London Gives A Triumphant Middle Finger To ISIS

Syria’s destroyed Palmyra Arch of Triumph has been recreated in Trafalgar Square.

Roman arch trafalgar getty

ISIS hasn’t solely waged war on Muslims who don’t share the terrorist state’s view of their religion, or on Christians caught up in their quest to create a “caliphate” in Iraq and Syria. 

The army of jihadis has also battled history, destroying museums and previously preserved historical artifacts with glee. Through the miracle of 3-D printing, however, a monument recently revealed in London’s Trafalgar Square may represent technology’s ability to circumvent ISIS’s medieval acts. 

In the fall of 2015 ISIS destroyed the nearly 2,000-year-old Palmyra Arch of Triumph in Syria. Built by the Romans when the city was under their rule, the ancient Arch was just one of the many historic sites that made Palmyra a UNESCO World Heritage site. UNESCO called its destruction a “war crime.”

In a way, the U.K.’s Institute of Digital Archaeology has come to the rescue, reported the BBC. By combining photos of the Arch and 3-D tech, the Institute managed to reconstruct a slightly scaled-down version of the artifact using marble quarried in Egypt. 

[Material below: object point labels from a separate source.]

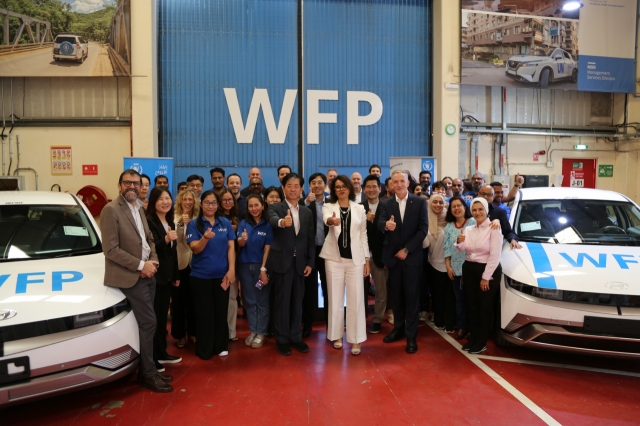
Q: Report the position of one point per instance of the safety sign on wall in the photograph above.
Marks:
(61, 161)
(605, 170)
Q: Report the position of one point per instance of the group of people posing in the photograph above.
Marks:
(432, 252)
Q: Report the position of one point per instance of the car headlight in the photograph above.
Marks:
(543, 293)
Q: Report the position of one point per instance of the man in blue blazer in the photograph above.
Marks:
(403, 219)
(291, 259)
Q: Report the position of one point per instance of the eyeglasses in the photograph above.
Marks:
(128, 183)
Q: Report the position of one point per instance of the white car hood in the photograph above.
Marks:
(529, 58)
(575, 267)
(45, 289)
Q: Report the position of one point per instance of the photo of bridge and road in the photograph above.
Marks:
(27, 42)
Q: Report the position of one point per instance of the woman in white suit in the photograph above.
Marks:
(346, 254)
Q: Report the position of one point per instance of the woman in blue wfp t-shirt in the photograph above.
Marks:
(255, 237)
(211, 239)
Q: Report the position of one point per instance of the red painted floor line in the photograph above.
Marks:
(384, 385)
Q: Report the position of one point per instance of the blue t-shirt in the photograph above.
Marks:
(212, 262)
(260, 235)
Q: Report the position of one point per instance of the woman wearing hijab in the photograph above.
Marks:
(481, 271)
(443, 297)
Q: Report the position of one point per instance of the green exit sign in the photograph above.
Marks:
(605, 170)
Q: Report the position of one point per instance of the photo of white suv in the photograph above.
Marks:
(61, 329)
(542, 67)
(70, 46)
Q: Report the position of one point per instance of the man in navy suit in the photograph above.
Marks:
(403, 219)
(291, 259)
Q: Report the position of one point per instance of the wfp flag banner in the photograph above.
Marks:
(607, 46)
(152, 167)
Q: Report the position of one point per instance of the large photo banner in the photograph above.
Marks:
(607, 36)
(531, 43)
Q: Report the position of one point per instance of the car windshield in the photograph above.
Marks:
(62, 39)
(572, 221)
(541, 52)
(45, 232)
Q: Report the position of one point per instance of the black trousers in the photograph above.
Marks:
(161, 307)
(183, 320)
(443, 299)
(310, 299)
(406, 295)
(287, 305)
(212, 304)
(480, 302)
(141, 297)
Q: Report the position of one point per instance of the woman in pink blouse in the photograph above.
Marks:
(481, 273)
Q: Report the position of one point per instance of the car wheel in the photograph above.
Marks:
(544, 78)
(498, 339)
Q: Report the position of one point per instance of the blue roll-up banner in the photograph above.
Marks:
(152, 167)
(607, 46)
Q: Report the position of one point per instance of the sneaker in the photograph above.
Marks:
(375, 328)
(467, 346)
(249, 339)
(257, 342)
(168, 359)
(477, 350)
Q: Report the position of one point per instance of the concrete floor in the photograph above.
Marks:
(384, 386)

London mayor Boris Johnson unveiled the reconstructed Arch and the BBC reported he said those who assembled to see it were defying “the barbarians” who destroyed the original. 

The resurrected Arch will be displayed in various locations throughout the world before it is permanently installed in Palmyra — which was taken back from ISIS in March — in 2017. 

Score one for the modern monuments men and women who give a damn.